Beth Phoenix w/ Natalya def. Alicia Fox
Not much to say about the actual match as it was a textbook squash, which Beth needed to recover some credibility from the beat-down she received on Monday. The best thing was the reversal of roles during the Pin Up Strong spot; this time, Nattie put Alicia in the submission with Beth recording the creams with the mic. I love that spot and it certainly makes them seem a dominant pair.
Randy Orton & Sheamus def. Christian & Cody Rhodes
This match was slightly disappointing for a main event featuring four of the best workers on the Smackdown roster. Perhaps it was due to the needless segment where Hornswoggle and Booker T traded Spinaroonies, but the match was pretty short for a main event, and that affected it quite a lot, robbing it of much of it’s drama. While Christian and Rhodes performed well as a team, they couldn’t overcome the power of the babyface team, and eventually Sheamus threw his nemesis, Christian, from the ring, allowing Orton to him an RKO on Rhodes for the win. Refreshingly, Orton hasn’t even been pursuing another title match (as Cena would!) and will be moving on, and given his history (both distant and recent) with Rhodes, he would seem like a natural new adversary for The Viper to help bring him up to main event level.

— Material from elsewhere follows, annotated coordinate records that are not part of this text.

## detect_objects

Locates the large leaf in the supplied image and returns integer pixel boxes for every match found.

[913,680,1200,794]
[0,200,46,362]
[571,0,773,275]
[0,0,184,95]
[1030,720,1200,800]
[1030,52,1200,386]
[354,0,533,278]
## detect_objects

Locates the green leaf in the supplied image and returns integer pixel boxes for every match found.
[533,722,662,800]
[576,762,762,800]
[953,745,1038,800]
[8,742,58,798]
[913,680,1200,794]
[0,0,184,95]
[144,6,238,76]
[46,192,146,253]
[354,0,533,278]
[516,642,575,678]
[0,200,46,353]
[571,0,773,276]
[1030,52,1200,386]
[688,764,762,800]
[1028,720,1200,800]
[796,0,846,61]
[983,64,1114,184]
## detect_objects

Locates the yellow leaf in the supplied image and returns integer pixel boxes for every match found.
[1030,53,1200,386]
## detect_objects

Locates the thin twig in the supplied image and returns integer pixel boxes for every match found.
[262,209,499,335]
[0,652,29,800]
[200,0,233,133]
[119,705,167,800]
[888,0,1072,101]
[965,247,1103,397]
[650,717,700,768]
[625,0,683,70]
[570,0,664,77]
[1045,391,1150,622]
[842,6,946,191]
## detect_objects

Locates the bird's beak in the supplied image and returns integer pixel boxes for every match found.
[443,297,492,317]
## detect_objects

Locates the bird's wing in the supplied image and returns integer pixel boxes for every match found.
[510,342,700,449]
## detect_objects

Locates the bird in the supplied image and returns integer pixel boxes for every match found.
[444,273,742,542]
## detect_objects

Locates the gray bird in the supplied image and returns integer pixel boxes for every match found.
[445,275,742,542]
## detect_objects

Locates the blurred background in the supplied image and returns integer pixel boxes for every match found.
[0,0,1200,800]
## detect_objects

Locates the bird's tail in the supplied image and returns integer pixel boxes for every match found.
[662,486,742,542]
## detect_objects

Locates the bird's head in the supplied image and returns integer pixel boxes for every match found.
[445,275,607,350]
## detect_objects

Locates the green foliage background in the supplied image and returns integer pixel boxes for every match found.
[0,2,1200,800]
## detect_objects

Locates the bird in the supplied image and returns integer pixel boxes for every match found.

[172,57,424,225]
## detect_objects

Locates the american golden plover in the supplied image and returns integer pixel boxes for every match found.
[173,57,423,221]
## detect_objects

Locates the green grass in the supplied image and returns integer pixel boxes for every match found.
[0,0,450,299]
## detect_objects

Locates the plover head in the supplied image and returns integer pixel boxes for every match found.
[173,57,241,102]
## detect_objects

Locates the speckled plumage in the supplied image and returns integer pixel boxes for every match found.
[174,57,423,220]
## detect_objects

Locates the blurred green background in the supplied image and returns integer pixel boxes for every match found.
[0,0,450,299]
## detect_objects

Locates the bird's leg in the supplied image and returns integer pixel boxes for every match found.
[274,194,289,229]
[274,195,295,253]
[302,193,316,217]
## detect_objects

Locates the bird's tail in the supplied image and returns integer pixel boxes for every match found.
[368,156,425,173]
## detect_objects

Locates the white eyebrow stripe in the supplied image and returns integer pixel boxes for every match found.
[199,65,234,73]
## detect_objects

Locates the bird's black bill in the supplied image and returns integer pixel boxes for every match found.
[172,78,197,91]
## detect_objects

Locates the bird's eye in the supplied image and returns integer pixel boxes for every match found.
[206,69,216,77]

The Big Show Returned to Confront Mark Henry
Ok, so Big Show couldn’t return and just ignore Mark Henry, but I have to admit i’m not interested in Big Show’s title shot. Show is below par on the mic and isn’t that compelling an opponent for someone with the raw charisma of Mark Henry, other than the fact that he’s the only guy bigger than Henry. But we saw that collision at MITB, and arguably, it should have finished there. Nonetheless their confrontation was well done with Henry refusing Show his title shot in confidence before Show came to the ring to do what he had earlier threatened to do: put him through the announce table and break his leg. The impassioned Giant drove Henry from the ring leading to some wonderful facials from Henry as he looked surprised to finally be matched. At this point, Henry’s ‘No’ was more of an anxious ‘no’ as he realised he was being challenged for the first time. My other problem with all this though was that Show is more dangerous than both Sheamus and Orton, which doesn’t seem like a desirable outcome. After a little back and forth, Henry looked to repeat his awesome World’s Strongest Slam to Show through the announce table, but he was denied by Show who reversed it in to nearly as impressive a spot by chokeslamming the World’s Strongest Champion through the announce table. He then went on to try and keep his second promise of breaking Henry’s leg, again, showing just how passionate he is about what Henry did to him. Before he could perform the sickening spot, however, Teddy Long interrupted and (I think deliberately so) showed more control than there is on RAW by telling Show he can have his match if he didn’t break Henry’s leg. Show acquiesced, but settled fora chair shot or two to Henry as we went off the air. Eye-catching, but I wasn’t too happy with it. I’m enjoying Henry’s dominance, and don’t want Big Show to be the one to stall it.